LETTERS TO EDITOR – Endotracheal intubation with angiographic catheter after esophageal intubation in emergency department

Sukhen Samanta, MD, PDCC*, Sujay Samanta, MD**

*Department of Critical Care Medicine, Sanjay Gandhi Post Graduate Institute of Medical Sciences, Lucknow-226014 (India)

**Department of Anesthesia and Intensive Care, Post Graduate Institute of Medical Education and Research, Channdigarh-160012 (India)

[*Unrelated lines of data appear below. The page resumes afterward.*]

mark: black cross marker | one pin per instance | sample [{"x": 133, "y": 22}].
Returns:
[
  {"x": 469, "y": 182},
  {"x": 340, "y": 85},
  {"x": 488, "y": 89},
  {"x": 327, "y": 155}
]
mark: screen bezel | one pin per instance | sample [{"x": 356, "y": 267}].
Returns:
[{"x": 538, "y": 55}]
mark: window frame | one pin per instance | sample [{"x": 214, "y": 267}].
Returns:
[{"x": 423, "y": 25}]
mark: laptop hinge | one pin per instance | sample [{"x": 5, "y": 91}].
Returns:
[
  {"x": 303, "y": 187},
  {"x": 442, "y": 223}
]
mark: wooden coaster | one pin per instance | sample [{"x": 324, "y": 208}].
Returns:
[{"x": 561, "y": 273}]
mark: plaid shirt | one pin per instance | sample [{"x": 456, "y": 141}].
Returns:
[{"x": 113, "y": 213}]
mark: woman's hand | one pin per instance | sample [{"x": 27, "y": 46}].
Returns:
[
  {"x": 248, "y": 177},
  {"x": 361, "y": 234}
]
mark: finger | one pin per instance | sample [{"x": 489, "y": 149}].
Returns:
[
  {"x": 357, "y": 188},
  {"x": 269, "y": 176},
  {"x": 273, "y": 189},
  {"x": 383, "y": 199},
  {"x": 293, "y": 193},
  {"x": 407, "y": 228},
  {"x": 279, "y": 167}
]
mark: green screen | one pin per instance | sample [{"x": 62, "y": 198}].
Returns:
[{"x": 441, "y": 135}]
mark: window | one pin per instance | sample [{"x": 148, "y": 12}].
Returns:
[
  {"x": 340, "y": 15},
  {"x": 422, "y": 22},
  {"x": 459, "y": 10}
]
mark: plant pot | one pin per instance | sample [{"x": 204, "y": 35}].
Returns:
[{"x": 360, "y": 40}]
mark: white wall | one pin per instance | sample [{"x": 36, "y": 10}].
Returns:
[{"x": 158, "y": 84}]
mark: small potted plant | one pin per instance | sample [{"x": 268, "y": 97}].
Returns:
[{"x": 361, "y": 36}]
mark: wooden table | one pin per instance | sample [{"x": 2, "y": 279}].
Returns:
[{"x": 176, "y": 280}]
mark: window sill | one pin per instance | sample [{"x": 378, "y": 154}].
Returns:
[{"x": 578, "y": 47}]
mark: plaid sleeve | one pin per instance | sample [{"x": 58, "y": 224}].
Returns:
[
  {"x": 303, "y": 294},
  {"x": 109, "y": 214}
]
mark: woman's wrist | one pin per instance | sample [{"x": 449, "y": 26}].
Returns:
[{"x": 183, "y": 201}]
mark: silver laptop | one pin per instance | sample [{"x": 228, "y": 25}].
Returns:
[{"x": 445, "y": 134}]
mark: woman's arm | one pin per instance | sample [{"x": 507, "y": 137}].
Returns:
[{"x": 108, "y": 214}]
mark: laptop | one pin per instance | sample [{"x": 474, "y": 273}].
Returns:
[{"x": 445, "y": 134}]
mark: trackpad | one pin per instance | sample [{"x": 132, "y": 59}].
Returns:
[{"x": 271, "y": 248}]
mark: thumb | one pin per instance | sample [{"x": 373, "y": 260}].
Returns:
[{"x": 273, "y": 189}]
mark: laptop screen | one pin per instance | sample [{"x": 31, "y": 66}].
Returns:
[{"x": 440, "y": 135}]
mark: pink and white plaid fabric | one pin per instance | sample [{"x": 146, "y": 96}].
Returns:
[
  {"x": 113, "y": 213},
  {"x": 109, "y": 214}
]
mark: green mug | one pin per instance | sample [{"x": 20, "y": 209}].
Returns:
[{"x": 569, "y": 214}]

Correspondence:  Dr. Sukhen Samanta, MD, PDCC(CCM), New PG Hostel, Room No. 218, SGPGI, Lucknow-226014 (India); E-mail: dr.sukhensamanta@gmail.com; Mobile: 08004967745

Dear Editor,

 Airway management must ensure uninterrupted oxygenation and ventilation. It is a basic skill learnt during all emergency and critical care training sessions. Endotracheal intubation is a definitive way of securing airway. Unanticipated difficulty in endotracheal intubation can lead to increased morbidity, e.g. brain hypoxia, cardiac arrest and risk of aspiration. We faced an unanticipated difficult airway but successfully intubated the patient with a simple technique with the help of angiographic catheter (AC) in a limited resource situation. We have not found any mention in the literature of such an easy technique with minimum airway gadgets in difficult airway management.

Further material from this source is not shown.